用語解説
大谷窯跡の理解のため重要な表現・用語を以下の通り集めました。

窯(かま)

 斜面に築かれた焼き物を焼くための窯のうち、焼成のための部屋が一つのものを窖窯(あながま)といい、焼成室が複数あるものを登窯(のぼりがま)といいます。須恵器を焼くために使われるのは窖窯であり、登窯の方は近世から今日に至るまで使われています。焚き口を塞いで還元状態をつくることができ、須恵器などを焼くのには必要な設備です。

窯道具(かまどうぐ)

窯内では、土器を失敗せずに焼き上げるために、いろんな工夫が必要でした。窯に用いられる道具には以下のようなものがあります。

1三叉トチン(図14

施釉陶器(緑釉陶器)などを重ねて焼くときに、間にかませることによって、器同士がくっつくことを防ぐ道具。

2焼き台(図12・13

窖窯などで土器を焼くときに、斜面になっている窯内で器を水平の状態に保つために土器の下に置く台。

高台(こうだい)

器の底を一段高くするために付けられる、台状の部位。現代でもお茶碗などにみられる台のこと。
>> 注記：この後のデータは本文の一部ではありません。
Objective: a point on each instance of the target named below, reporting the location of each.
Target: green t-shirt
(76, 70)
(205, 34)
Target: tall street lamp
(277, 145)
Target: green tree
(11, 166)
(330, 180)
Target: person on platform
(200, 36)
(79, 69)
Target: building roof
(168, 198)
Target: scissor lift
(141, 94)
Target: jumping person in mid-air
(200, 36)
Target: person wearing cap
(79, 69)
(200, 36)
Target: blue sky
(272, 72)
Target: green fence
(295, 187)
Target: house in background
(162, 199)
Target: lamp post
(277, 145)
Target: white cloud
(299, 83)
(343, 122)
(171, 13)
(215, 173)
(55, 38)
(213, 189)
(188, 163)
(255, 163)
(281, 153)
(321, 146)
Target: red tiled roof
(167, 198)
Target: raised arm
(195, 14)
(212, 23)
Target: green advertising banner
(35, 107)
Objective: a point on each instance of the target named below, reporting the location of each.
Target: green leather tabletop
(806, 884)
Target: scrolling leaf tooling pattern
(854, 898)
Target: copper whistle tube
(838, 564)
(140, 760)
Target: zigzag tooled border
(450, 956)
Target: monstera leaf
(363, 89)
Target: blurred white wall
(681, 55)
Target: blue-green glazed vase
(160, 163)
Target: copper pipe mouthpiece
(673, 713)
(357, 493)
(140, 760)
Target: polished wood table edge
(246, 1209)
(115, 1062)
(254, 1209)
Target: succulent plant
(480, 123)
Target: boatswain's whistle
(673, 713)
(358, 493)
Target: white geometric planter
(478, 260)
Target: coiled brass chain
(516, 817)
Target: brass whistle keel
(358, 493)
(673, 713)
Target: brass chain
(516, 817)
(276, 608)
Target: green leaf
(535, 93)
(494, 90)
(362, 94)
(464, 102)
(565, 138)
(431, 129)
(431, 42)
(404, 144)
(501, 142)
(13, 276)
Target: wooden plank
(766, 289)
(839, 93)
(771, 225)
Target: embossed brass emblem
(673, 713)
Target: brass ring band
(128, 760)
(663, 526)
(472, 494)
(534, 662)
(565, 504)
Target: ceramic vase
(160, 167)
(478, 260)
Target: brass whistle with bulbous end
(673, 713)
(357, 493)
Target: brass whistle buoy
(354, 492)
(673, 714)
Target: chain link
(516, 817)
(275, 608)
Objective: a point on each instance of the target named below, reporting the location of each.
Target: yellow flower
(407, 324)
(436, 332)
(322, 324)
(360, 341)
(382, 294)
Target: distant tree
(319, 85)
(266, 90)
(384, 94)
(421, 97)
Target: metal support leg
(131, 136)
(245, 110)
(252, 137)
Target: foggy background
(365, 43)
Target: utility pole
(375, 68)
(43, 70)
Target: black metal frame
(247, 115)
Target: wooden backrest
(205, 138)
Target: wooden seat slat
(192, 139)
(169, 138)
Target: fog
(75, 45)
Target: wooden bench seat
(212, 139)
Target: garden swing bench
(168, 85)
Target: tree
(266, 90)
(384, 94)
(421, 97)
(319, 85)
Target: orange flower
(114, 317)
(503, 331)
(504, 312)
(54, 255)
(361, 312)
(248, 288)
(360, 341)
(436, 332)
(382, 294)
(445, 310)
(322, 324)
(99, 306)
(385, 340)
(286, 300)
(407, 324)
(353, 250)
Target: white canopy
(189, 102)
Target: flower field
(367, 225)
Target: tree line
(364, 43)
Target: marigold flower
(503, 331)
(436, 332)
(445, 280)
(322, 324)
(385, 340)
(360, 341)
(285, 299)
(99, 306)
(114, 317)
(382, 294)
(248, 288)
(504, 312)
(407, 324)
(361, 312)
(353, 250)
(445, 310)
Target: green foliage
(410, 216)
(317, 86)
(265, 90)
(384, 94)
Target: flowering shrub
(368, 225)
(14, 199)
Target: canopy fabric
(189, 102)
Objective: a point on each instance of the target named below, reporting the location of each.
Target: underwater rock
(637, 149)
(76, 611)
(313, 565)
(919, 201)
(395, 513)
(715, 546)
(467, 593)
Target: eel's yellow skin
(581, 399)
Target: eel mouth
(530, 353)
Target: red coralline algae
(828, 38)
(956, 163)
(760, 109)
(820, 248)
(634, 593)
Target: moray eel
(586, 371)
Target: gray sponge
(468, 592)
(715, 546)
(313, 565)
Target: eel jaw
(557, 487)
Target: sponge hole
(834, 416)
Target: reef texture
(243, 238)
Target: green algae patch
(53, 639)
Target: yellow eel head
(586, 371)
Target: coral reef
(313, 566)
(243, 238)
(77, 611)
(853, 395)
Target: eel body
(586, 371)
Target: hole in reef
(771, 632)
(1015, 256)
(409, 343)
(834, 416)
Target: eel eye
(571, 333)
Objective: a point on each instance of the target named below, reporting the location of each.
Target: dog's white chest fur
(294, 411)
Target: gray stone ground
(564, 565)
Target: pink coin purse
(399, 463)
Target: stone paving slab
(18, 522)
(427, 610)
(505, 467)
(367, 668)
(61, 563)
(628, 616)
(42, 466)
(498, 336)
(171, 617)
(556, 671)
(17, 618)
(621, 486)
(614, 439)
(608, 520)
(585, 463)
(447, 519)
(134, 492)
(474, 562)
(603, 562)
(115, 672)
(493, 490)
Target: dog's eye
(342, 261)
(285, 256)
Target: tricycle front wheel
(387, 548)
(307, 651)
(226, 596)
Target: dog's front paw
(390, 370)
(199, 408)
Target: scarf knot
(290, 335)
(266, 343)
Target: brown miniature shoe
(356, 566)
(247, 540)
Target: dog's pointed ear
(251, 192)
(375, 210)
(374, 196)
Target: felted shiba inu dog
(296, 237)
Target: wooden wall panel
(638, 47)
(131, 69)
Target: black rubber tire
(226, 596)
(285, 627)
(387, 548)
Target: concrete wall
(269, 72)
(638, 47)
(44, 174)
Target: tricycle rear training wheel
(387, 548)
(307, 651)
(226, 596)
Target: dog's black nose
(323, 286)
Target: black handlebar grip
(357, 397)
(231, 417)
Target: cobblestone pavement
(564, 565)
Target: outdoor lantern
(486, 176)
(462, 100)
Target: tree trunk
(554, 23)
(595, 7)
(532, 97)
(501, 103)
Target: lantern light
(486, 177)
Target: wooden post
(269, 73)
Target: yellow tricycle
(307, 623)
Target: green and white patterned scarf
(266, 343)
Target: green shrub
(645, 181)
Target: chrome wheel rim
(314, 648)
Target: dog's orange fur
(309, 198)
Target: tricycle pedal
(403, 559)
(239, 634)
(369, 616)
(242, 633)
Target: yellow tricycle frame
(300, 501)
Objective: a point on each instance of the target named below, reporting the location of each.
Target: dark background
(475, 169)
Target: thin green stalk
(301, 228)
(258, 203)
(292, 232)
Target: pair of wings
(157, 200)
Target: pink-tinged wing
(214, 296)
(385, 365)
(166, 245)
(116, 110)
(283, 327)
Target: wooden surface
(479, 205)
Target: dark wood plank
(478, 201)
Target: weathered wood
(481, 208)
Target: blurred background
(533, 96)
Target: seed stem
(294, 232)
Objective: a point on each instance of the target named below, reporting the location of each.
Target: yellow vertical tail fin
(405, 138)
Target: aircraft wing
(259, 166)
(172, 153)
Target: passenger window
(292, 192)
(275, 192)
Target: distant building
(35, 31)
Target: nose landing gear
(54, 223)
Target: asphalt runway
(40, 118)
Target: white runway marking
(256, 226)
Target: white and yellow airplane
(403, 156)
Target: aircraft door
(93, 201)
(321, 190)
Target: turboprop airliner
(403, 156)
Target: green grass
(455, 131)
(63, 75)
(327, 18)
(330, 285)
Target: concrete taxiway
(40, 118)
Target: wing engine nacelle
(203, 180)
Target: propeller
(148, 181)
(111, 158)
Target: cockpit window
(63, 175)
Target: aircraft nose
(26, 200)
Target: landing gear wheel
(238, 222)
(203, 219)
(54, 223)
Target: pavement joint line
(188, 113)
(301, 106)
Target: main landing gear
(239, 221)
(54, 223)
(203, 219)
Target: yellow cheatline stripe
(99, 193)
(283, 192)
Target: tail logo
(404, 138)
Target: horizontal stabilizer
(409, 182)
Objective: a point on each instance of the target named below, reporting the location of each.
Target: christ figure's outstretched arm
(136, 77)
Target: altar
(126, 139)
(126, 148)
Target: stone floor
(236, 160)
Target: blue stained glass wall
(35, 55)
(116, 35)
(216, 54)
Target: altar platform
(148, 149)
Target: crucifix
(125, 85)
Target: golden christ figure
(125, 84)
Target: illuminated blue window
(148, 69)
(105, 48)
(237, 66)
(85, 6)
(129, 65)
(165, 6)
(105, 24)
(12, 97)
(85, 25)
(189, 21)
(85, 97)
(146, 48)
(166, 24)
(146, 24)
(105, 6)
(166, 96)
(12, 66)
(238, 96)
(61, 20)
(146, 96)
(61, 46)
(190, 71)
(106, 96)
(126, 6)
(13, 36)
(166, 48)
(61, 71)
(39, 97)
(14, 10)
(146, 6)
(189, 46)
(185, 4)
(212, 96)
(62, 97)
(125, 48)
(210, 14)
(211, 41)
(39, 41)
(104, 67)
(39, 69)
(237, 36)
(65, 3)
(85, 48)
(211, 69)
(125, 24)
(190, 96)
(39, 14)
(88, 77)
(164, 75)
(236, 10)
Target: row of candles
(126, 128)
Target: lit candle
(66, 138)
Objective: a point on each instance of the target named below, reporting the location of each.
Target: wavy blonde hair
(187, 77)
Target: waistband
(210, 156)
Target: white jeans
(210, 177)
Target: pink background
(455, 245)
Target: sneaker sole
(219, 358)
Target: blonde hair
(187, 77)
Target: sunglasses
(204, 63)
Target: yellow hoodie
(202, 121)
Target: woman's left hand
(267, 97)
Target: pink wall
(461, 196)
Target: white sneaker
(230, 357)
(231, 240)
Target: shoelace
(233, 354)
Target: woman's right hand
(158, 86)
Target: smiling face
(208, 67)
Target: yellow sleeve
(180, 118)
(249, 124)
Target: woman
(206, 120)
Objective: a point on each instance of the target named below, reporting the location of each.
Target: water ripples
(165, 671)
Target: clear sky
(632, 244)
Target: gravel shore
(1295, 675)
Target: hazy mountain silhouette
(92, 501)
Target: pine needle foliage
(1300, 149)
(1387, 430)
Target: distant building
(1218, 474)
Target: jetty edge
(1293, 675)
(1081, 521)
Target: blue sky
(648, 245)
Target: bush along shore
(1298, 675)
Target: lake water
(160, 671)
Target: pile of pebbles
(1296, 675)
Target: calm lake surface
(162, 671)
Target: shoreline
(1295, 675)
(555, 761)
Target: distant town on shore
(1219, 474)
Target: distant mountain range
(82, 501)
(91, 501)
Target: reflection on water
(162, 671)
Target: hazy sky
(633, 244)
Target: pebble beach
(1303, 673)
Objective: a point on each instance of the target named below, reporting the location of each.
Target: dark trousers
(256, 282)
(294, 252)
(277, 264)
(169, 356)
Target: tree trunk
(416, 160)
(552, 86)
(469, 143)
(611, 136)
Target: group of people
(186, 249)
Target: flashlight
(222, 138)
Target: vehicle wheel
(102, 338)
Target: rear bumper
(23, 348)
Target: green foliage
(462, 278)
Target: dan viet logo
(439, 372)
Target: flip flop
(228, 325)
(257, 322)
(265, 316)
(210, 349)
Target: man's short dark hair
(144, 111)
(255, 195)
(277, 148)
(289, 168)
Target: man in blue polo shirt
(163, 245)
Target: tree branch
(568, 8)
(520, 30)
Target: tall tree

製作技法から大きく3種、形状からも大きく3種ぐらいに分けられます。

1貼り付け高台(はりつけこうだい)

粘土を底部に貼り付けて作り出す高台のこと。



2削り出し高台(けずりだしこうだい)

工具を用いて底部を削り、成形される高台のこと。



3糸切り高台(いときりこうだい)

ロクロから成形された製品の底部を糸で切り離して、そのまま調整などが施されない(糸切り未調整)高台のこと。篠窯の製品では一般に、削り出し高台は糸切りの後に成形され、貼り付け高台はへらで切り離された後に高台の貼り付けがおこなわれます。



A輪高台(わこうだい)

輪状にめぐらされた高台のこと。高台の幅が狭い。



B蛇の目高台(じゃのめこうだい)(図1・2

 高台の幅が広いもの。蛇の目のように見えることから、このように呼ばれます。

C円盤状高台(えんばんじょうこうだい)(糸切り高台の図を参照)
 
 底部が円盤状を呈している高台のこと。ベタ高台などとも呼ばれます。


須恵器(すえき)図5・6・7・8・9・10・11

焚口(たきぐち)

 窖窯(あながま)の下端部分。燃料を燃やす燃焼部(ねんしょうぶ)の末端に当たり、窯全体の入り口ともなっている部分です。須恵器を焼成する際に塞(ふさ)ぐのもこの焚口部分であり、焼成したあとは閉塞(へいそく)部を壊して製品を取り出します。

灰原(はいばら)

窯の前方斜面に灰原があり、通常は、灰・炭や失敗品(壊れたり、焼けひずんだもの)を捨てる場所のことです。操業時には窯内の不要物を直接焚き口から掻(か)き出して灰原へ落としていました。

窯体(ようたい)

窯を構成している床・壁・天井などのことを窯体と呼びます。その構造は大きく分けて三種類(地下式・半地下式・地上式)あり、内部には火のまわりを良くするための工夫が見られることもあります。